Would be useful to get this filled out by b2evo itself (e.g. via widget plugin), where it could use the first part of the Item/Blog locale.
However, when viewing multiple items, there might be different locales involved after all.
I could imagine the tool to support this via "lang" attributes on the site: i.e. Google would just determine the source locale/lang based on this attribute.
@Daniel I think wrapping this up in a widget would be a pretty cool idea. Are you talking about using the php locale_lang() to populate the pageLanguage part ?
Cheers
Lee
Hi Lee,
I've added this code. It appears in the HTML of the page, but, for some reason no translate button appears.
Any ideas?
Thanks,
Mark
Hi Mark,
Thanks for commenting. Well spotted. There was an error in the code due to me writing the post in Markdown before converting it to HTML. The conversion messed up a bit of the code.

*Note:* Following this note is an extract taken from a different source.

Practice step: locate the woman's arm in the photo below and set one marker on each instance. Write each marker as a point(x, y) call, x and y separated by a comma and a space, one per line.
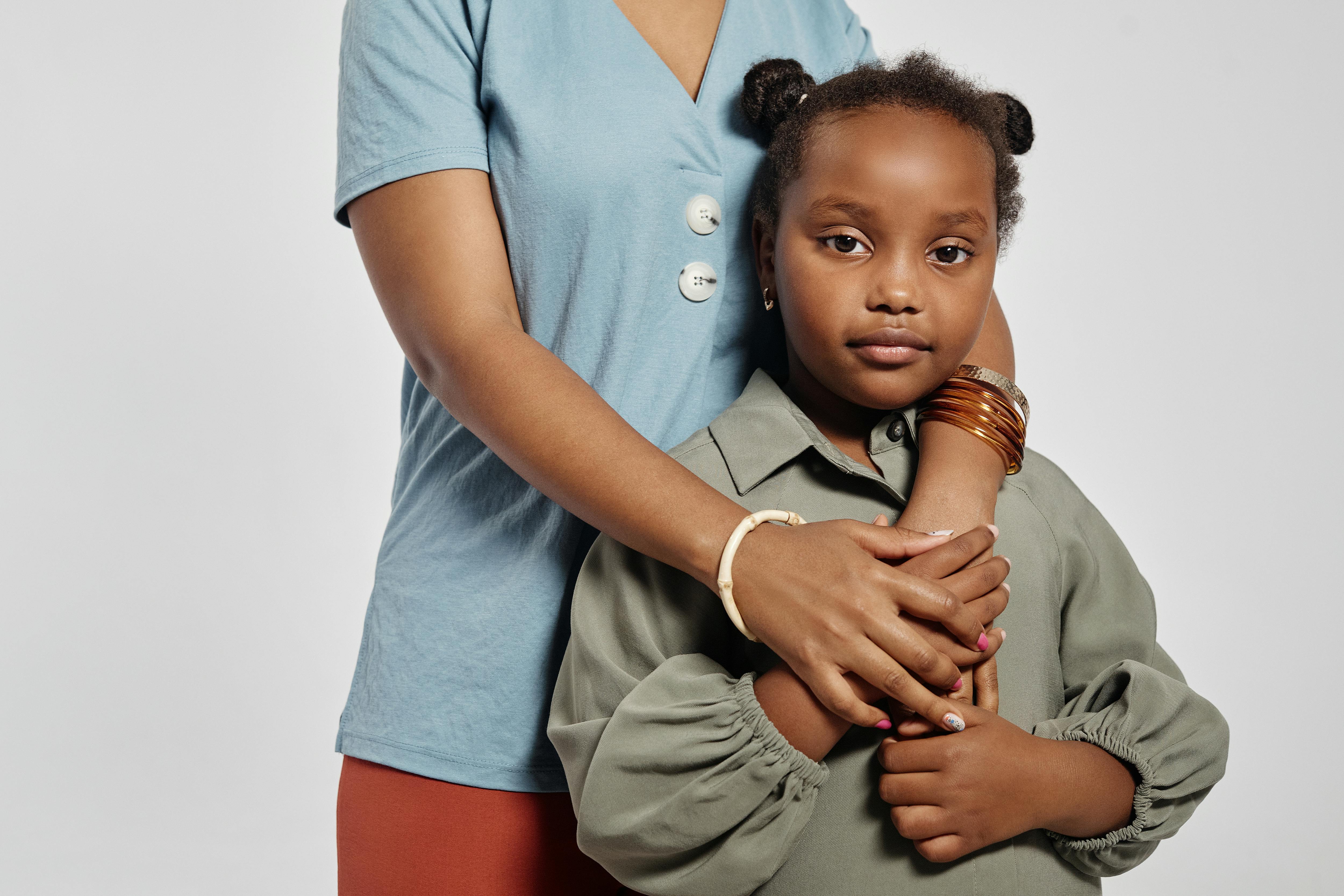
point(808, 726)
point(959, 476)
point(819, 594)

The example has now been updated so give it a try now.
Cheers
Lee
I'll just note that Google Translate, though superior to other online translators, does a very bad job translating from one language to another. Also, it only makes sense that only people who understand English visit your site; your site most likely wouldn't show up on any decent search engine when they enter keywords in their native language.
Excellent idea.
I don't think you really need to wrap it up in a widget as it wouldn't add anything on top of what FreeHTML offers.